この作品では、子供の頃、自分が生まれる前に死んでしまった姉がいたことを知らされ、自分が常に姉の「代替えの子」であったことで傷ついていたこと、特に母親に「あの子は小さな聖人のようだった。今ここにいる子よりずっと優しい子だった」と言われたことでさらに傷が深まった体験が明らかにされています。
フランス文学界で「居場所がない気分」だった
権威あるルノドー賞をとった作家でありながら、フランスのメディアでアニー・エルノー氏が大きく騒がれることはありませんでした。
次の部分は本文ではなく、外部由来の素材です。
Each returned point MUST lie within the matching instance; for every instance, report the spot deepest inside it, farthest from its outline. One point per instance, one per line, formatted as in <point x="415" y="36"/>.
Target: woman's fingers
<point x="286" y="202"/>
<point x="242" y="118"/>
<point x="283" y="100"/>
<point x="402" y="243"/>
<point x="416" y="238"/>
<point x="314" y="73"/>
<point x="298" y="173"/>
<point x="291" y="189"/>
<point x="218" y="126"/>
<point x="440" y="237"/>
エルノー氏は1977年からパリ郊外のベッドタウン、セルジー=ポントワーズ(Cergy-Pontoise)に住み、特に彼女の2作品、『シンプルな情熱』と『事件』が最近映画化されたこともあり、「常に舞台の表に立って」精力的に活動を続けています。
フランスの文学界において、自分は「私生児」のようだと発言していた同氏ですが、ノーベル文化賞という最も権威ある賞を取ったことで、自分の居場所が見つかった気分になったのでしょうか。
エルノー氏は受賞後のインタビューで「世界に対して、正確かつ正義ある証言をし続ける」という「重大な責任」を負った気持ちだと答えています。